BUG: matrix interpolation doesn't work properly
Bug report: Under certain circumstances (one in particular), a
jit.matrix will not interpolate properly.
Max/jitter 4.5.7/1.5.2
OS X 10.4.6
Expected behavior:
When trying to interpolate to a single dimension (e.g. a 1xN matrix),
I expect the result to be a single-column matrix with each cell of
the column containing an average of the entire row it belongs to.
Observed behavior:
When trying to interpolate to a single dimension (e.g. a 1xN matrix),
the result is not an interpolated matrix but rather the 1st column of
the original matrix with no interpolation.
Example patch:
(Read in a movie or image, and observe the results. You should
notice that the jit.submatrix output is conspicuously identical to
the jit.matrix output)
Best,
Evan
Oops, the jit.submatrix should be @dim 1 240, NOT @dim 1 512. But
the result is the same, no need to change it, I just didn't want to
confuse anyone. (Sorry, copied and pasted out of another patch).
Best,
Evan
>
> Expected behavior:
> When trying to interpolate to a single dimension (e.g. a 1xN
> matrix), I expect the result to be a single-column matrix with each
> cell of the column containing an average of the entire row it
> belongs to.
>
> Observed behavior:
> When trying to interpolate to a single dimension (e.g. a 1xN
> matrix), the result is not an interpolated matrix but rather the
> 1st column of the original matrix with no interpolation.

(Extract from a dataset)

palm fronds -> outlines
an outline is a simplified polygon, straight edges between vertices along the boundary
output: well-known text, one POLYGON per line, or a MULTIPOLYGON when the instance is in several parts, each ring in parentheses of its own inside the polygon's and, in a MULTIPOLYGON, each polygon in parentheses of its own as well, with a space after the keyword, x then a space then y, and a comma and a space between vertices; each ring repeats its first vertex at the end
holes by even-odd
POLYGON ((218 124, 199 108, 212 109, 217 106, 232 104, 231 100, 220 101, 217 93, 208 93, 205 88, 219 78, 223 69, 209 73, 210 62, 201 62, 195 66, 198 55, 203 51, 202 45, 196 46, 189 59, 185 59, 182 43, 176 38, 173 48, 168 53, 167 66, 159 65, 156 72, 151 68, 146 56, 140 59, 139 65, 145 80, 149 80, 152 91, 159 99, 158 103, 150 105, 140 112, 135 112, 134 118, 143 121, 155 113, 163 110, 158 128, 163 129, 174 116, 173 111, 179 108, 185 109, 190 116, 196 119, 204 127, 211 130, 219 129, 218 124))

This is not a bug. This is how pointwise linear interpolation works.
It is not an averaging filter. For more on the subject, I'd suggest
searching online.
If you want to average all elements in a column/row, etc, I would
suggest you iterate, downsampling by two and averaging each time.
Below is an example, but it only works exactly right for power of two
matrices.
-Joshua
Sorry, I misunderstood what the effects of interpolation would
actually be - sometimes you don't realize that you have the wrong
impression of something until you've actually tried to code it...
Thanks for the example patch, it's very helpful.